# Opposite muscle supersets... What are your favorites?



## HDH (Oct 30, 2012)

This is one everyone is familiar with. It allows one muscle group to rest while the other is working, jacks up the intensity and it makes the harder sets (second) seem not so hard. I usually like to start with the easiest of the two when using opposite muscle groups. It primes the more difficult of the two for me.

My favorite opposite muscle group supersets-

Traps / Shoulders- DB shrugs / Upright rows 

Back / Chest- BB rows / Flat bench

Bicep / Tricep- Seated DB hammers / JM press

Forearms- DB wrist curls / Reverse DB wrist curls

Hammies / Quad- Good Mornings / Squats (GM done light as a stretching 
movement)

Calves- Seated raises / seated reverse raises

What are your favorites?

HDH


----------



## Christosterone (Oct 30, 2012)

I run between bench and pull-ups, tri extensions and curls, leg extensions and flexions. Back to back


----------



## PillarofBalance (Oct 30, 2012)

Bi to tri!! Although nothin makes you feel as jacked as chest and back.


----------



## losieloos (Oct 30, 2012)

I like to keep it straight forward.


----------



## Tilltheend (Oct 30, 2012)

Chest and back its a great pump.


----------



## NbleSavage (Oct 30, 2012)

I 2nd chest and back supersets. EPIC pump. Bench press (any variety) and supported rows are my favorite pairing.

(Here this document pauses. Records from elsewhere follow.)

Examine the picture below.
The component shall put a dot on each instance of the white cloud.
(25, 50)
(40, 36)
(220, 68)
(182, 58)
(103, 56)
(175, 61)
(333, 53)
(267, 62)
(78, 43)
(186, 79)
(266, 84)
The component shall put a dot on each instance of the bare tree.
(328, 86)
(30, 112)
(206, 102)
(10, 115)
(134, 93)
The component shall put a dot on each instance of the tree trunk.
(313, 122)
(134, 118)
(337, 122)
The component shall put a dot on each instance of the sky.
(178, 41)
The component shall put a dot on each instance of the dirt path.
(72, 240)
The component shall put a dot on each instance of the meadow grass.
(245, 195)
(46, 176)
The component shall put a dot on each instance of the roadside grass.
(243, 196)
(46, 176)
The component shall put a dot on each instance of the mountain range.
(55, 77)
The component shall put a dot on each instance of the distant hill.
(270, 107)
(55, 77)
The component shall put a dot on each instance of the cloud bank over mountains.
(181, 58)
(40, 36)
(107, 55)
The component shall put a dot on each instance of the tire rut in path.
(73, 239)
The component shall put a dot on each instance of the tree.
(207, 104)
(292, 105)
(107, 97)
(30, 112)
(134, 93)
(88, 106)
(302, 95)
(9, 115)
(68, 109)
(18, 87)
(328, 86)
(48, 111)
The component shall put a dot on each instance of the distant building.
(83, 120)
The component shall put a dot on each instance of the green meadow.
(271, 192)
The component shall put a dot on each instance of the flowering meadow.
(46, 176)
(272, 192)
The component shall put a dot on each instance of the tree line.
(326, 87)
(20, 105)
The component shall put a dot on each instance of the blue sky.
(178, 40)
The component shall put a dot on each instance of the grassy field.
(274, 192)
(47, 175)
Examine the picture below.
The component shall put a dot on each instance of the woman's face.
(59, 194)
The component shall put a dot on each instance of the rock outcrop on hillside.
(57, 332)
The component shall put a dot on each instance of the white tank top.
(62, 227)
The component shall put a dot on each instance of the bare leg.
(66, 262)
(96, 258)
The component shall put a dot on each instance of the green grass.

For legs, I like hamstring curls and hack squats (quad dominant) as a finisher.


----------



## gymrat827 (Oct 31, 2012)

tri/bi....

my gym is too crowded for anything else.


----------



## Christosterone (Oct 31, 2012)

For rehab, been doing lunges and hamstrings


----------



## HDH (Nov 2, 2012)

I don't do the supersets like I used to. Usually, if something happens and I miss a workout (rare), I'll arrange it to put the opposites together so I don't miss training a group or getting behind on my schedule.

HDH


----------



## Hollywood72 (Nov 2, 2012)

I've always done push days and pull days. 

Always thought it wasn't as good to mix push and pulls.


----------



## HDH (Nov 2, 2012)

Hollywood72 said:


> I've always done push days and pull days.
> 
> Always thought it wasn't as good to mix push and pulls.



Give it a try sometime. You might like it  

HDH


----------